Fruit & Marriage

Our wedding day came and went as quickly as everyone told us it would.

I can’t say I remember every single detail of our big day, but there were a few moments that I’ll never be able to forget. One of those was the way I felt as my husband read his vows aloud to me. I just remember soaking his words in, my heart overwhelmed with the fact that I was stepping into married life with my favorite person in the whole world.

A few years ago I wrote a post on the Fruit of the Spirit, and I challenged readers to display the Fruit to different people in their lives in a variety of ways. As my husband and I walked through life together over this past year, I’ve come to understand that there are tons of examples in the Bible of how God encourages wives to love their husbands – both directly and indirectly. The Fruit of the Spirit can also be at work in our marriages if we allow it! So how about another challenge, but this time, specifically for your spouse (or future spouse) 🙂

“But the Spirit produces the fruit of love, joy, peace, patience, kindness, goodness, faithfulness, gentleness, self-control. | Galatians 5:22 & 23

Challenge #1: Love

Offer Christ-like love to your wife/husband. By Christ-like, I mean this: don’t expect anything in return from them, but simply love them because they were placed in your life for you to love. Is there something you know your spouse would appreciate you taking care of? Think of a chore that you can do for him/her this week to save them some energy, even at the expense of your own time!

Challenge #2: Joy

Life with your significant other isn’t going to be an easy, breezy walk in the park, and you shouldn’t expect it to be! Joy comes from being content with what you have – by noticing the little things that make you happy with your marriage, and thanking God for them. I challenge you to tell your spouse specifically what it is about them that brings YOU joy today.

Challenge #3: Peace

Understand that God is in control of your marriage, and allow His peace to comfort you and your spouse in moments of uncertainty and problems. One of the best ways to enjoy peace is to release everything that could stop you from experiencing it fully. Forgiving your spouse is key to experiencing complete peace together. Communicate your feelings, let it go and move forward.

Challenge #4: Patience

It’s important to remember that even the worst qualities found in your spouse are not set in stone forever. Patiently wait for their character to be molded by God. Don’t stamp a time-frame on this character-molding. God takes His time in fixing “broken vessels.” Here’s your challenge: Have an honest conversation with God, asking Him to reveal areas where you need to grow in order to be a better spouse. Any growth you want to see in your spouse must begin with your own growth first!

Challenge #5: Kindness & Goodness

Who doesn’t want to be around someone who is kind and good? Being good to your spouse, even when it isn’t expected is one of many ways to honor God in your marriage. Do what makes them happy because you actually want to do good for them! Ask yourself every morning how you can show kindness to your spouse before the sun sets in the evening. 

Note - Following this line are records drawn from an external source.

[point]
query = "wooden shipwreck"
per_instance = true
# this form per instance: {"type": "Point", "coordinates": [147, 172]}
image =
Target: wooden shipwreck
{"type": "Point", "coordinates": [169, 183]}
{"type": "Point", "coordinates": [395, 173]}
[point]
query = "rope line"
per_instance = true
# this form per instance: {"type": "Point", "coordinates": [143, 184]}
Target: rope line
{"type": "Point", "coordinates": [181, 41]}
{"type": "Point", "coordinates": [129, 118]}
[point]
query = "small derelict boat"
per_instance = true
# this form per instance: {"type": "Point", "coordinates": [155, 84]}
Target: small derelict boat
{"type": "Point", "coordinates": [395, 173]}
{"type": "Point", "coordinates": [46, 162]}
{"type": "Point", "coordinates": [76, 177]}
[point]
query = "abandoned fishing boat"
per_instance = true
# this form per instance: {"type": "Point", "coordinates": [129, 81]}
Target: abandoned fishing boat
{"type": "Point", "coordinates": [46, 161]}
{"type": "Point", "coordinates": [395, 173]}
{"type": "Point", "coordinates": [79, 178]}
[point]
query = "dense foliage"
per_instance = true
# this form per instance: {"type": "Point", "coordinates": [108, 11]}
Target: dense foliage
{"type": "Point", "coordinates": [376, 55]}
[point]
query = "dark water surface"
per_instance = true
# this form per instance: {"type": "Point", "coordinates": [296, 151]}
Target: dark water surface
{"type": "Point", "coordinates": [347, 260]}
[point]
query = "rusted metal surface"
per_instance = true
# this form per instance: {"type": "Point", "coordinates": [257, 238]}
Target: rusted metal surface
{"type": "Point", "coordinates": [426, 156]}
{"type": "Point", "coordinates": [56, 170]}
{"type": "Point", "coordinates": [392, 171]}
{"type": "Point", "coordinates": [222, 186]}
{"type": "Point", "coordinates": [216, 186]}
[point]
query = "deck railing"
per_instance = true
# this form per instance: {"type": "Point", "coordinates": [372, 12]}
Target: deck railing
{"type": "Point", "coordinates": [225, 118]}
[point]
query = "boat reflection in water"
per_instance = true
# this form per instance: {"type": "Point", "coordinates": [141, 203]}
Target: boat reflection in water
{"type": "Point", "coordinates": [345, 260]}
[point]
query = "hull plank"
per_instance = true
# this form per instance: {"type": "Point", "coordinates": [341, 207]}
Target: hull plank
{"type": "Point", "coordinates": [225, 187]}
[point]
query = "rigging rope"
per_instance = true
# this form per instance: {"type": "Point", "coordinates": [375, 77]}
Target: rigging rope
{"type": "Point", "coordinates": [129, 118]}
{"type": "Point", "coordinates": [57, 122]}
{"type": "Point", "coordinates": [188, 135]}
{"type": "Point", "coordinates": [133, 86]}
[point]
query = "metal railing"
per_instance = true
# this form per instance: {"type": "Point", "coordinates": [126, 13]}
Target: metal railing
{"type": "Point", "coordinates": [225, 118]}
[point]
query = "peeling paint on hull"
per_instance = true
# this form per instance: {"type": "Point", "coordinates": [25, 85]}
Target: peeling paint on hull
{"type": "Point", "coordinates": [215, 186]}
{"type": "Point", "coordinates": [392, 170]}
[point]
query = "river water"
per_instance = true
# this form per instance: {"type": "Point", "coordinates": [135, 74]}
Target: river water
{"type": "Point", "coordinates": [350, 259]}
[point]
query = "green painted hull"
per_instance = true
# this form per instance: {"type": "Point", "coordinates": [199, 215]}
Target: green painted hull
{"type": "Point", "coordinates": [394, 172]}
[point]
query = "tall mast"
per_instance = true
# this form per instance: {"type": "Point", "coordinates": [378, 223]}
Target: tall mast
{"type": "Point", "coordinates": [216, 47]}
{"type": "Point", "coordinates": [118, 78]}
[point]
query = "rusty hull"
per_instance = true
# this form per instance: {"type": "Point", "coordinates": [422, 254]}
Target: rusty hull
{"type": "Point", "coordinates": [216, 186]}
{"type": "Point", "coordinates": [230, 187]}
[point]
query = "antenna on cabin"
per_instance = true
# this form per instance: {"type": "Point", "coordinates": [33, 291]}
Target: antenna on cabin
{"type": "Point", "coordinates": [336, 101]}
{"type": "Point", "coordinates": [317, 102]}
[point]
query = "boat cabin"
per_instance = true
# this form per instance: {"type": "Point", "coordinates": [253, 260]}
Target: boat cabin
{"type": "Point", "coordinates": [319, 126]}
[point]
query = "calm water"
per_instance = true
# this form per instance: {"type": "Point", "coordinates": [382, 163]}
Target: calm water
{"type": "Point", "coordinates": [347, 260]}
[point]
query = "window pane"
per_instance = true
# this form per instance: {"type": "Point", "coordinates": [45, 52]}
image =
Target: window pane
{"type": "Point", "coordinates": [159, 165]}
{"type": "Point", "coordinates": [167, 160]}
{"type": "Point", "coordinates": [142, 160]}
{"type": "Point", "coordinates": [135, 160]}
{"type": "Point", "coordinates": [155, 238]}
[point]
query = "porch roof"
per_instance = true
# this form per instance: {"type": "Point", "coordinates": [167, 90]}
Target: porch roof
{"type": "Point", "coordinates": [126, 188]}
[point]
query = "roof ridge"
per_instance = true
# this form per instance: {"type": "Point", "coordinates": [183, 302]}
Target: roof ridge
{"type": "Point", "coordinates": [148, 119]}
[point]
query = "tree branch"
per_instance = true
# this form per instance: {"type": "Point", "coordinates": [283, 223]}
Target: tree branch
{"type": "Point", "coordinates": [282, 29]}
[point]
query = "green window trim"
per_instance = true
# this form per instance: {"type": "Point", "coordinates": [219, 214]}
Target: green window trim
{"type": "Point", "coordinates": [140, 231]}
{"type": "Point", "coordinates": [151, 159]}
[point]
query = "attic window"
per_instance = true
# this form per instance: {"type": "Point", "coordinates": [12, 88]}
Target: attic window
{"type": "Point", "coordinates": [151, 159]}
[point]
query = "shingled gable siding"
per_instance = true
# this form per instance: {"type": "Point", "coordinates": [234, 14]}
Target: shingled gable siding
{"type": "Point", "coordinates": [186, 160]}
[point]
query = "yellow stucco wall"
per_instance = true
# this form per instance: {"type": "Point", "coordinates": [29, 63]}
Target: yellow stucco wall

Challenge #7: Faithfulness & Self-Control

Keep in mind what you vowed at the altar. You promised for better AND for worst. People will come and go as they please but your spouse married you because they want to be in your life forever. Don’t let your affections wander towards another person. Keep yourself from compromising situations. This challenge is simple: Be committed. Stay committed. And love them to the end. 

Challenge #8: Gentleness

Understand that your spouse is just a broken human being. Be gentle with the way you respond to them. Do they experience a calm atmosphere when they’re around you, or is it more like trying to tiptoe around a sleeping grizzly bear? You’re the only one who can answer that question honestly! Ask God to help you be gentle in your thoughts and words – and that everything you say will point back to Him.